I have been in a different head space as of late, it is not entirely new space for me but it is fresh and constantly at the surface as I dive into critical feminist theory. I also just finished reading “The History of Wonder Women” and am seeing things in very different light. If you have not read this book yet, I highly suggest you do. It has opened my eyes to so much feminist theory, provided insight into life before my time, and the challenges females have faced and conquered throughout the years. Top that off with a really intense conversation with a fellow friend, classmate, and critical feminist and you have my mind running, rolling, scrambling, really anything but still.
Over the years I have phased in and out of many friendships, some re-ignited by various events and others that dwindle away and forever remain a factor in my life journey. This year, 2017, so far has been one of those years where I have consciously and unconsciously let many friendships dwindle, let them rest in there position, and have allowed myself to believe that if they are meant to stay connected that these friendships will revive themselves in due time. Yet, as I sit and think about the friends I have consciously and subconsciously shifted dynamics with, it is hard to hide that I think it is because people do not make sense to me anymore.
I grew up in a household that taught me that my gender was only a minor factor in the things I can achieve. I also witnessed my gender (being female) playing a role in the things I was expected to do, the tasks I was encouraged to participate in and those I was to avoid, as well as quickly becoming aware of the differences between my brother and I. I fought hard for my independence, resisted expectations and labels, and regularly defied the rules for girls. I liked to play with fire, melt crayons in my families basement, play video games and sports, wear pants and shirts instead of dresses, and was never fearful of voicing my opinion. This did not mean I was not a female though. I stilled enjoyed curling up in my fathers lap, being spoiled by my family members, spending time with my cousins baking and chatting, and was and will always be my brothers little sister.

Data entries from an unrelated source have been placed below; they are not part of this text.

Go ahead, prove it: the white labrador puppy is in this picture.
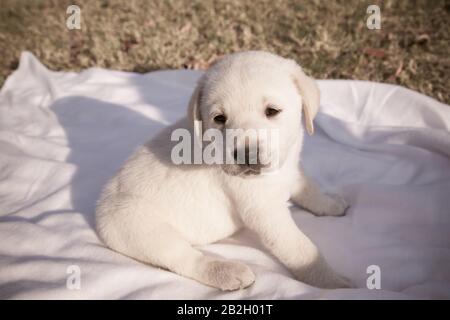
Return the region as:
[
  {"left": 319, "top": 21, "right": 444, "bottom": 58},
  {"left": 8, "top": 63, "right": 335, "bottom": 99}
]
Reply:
[{"left": 96, "top": 51, "right": 350, "bottom": 290}]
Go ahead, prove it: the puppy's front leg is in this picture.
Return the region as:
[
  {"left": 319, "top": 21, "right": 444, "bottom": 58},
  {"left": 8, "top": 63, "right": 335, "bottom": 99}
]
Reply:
[
  {"left": 291, "top": 170, "right": 348, "bottom": 216},
  {"left": 241, "top": 203, "right": 350, "bottom": 288}
]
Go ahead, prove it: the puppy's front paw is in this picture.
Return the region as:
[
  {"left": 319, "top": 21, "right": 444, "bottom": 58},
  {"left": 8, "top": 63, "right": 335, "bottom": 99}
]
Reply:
[
  {"left": 204, "top": 260, "right": 255, "bottom": 290},
  {"left": 314, "top": 194, "right": 349, "bottom": 217}
]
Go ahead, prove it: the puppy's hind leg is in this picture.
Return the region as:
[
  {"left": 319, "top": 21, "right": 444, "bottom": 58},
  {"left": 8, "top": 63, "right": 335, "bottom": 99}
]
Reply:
[
  {"left": 291, "top": 171, "right": 348, "bottom": 216},
  {"left": 111, "top": 223, "right": 255, "bottom": 290}
]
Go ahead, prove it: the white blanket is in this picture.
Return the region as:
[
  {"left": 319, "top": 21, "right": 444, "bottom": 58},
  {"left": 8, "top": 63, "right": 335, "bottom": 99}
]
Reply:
[{"left": 0, "top": 52, "right": 450, "bottom": 299}]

Through the years I have gained a sense of independence I am proud of, that I honour each day, and that I cannot envision allowing another to take away from me. I am, in this way and many others biased, and I believe that females can achieve and do anything and everything they desire, regardless of their gender, pronoun, or sex. This is not my critical feminist side, it is simply believing in the power of human beings, both male and female. So, when I see others who have also fought, resisted, and gained their independence let it go in a matter of moments because of new friendships, I am baffled. I worry about the fight they have fought and the value of living in a resistant free manner (for me, tension is the key to a valuable, effective, and critical life). I think abut the person I think I would have to let go of to be this new person and it confuses me that we so readily do this (both males and females). Then I begin to think about how growing up in an independent environment might play a factor in such that when another is willing to live in a collective with us we sway completely to the other end of the spectrum without finding our balance.

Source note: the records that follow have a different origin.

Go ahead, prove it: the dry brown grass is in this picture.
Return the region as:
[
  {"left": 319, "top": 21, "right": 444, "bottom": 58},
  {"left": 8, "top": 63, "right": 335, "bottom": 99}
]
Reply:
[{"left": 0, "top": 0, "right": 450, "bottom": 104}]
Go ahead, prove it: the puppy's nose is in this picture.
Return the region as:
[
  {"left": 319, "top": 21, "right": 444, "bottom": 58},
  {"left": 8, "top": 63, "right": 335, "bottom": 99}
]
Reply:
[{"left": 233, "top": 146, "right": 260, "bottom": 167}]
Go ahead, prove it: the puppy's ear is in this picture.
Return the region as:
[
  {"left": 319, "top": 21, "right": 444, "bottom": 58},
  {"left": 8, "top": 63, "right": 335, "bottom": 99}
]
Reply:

None of this makes sense to me but I see it more and more these days. I see my friends happiness being reliant on their significant others happiness, their travel plans based on the travel plans of others, their connection to friends shift because of the new connections that make via their new relationship, and so on. Please do not get me wrong, I do not think this is necessarily a bad thing. It may be more positive than negative in fact. It is just that I do not understand it. I am confused by the fact that a single night with another person can alter a lifetime of fight and resistance. I get lost in thoughts when I begin to think about how much one is willing to let go of in pursuit of another acceptance. I also find myself irked by the willingness to let others go in the (unconscious or conscious) belief that friends will be there later on if something was to happen. There are many more thoughts that associate this internal debate of mine.

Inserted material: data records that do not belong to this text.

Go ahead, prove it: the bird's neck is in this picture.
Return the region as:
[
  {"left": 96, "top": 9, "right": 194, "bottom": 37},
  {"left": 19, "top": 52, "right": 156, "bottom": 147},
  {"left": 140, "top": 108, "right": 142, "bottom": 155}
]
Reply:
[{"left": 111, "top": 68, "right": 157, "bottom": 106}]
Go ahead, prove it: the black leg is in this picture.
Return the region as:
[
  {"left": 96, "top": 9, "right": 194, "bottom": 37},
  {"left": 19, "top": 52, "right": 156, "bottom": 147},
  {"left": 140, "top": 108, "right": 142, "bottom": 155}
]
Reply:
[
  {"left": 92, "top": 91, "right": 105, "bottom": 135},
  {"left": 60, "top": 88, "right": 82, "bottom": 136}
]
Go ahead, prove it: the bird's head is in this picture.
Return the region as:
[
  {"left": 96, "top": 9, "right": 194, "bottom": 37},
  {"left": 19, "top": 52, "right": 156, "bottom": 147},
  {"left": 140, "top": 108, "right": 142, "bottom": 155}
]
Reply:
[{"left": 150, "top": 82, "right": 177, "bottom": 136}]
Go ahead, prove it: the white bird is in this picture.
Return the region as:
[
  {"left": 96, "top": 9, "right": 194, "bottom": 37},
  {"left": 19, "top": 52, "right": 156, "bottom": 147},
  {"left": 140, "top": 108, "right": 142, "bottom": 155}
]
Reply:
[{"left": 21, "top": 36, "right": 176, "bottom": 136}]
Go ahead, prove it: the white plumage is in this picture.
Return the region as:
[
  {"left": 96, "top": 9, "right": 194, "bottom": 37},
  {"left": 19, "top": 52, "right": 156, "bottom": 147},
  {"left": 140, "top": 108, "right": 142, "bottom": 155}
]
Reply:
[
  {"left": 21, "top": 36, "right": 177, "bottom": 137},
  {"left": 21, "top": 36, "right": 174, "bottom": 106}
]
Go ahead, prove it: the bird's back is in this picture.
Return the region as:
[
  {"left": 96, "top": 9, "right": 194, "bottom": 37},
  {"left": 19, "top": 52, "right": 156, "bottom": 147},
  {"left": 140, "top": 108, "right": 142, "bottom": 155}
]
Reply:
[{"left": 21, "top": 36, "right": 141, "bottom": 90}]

However, the ending of this cognitive debate that has occupied my brain for months now is not over and perhaps will never be over. Yet, for today I find myself finding some comfort in the idea that each of us is on our own journey and that I have no right to judge another or place value on any connection for another. I simply use what I witness to create guidelines and boundaries for my own journey. So, if anything, I owe each one of my friends and connections a huge THANK YOU for showing me what I want and do not want, for reminding me about the fight I have taken on since childhood and do not wish to give up, and for highlighting the complexities of life, development, and growth.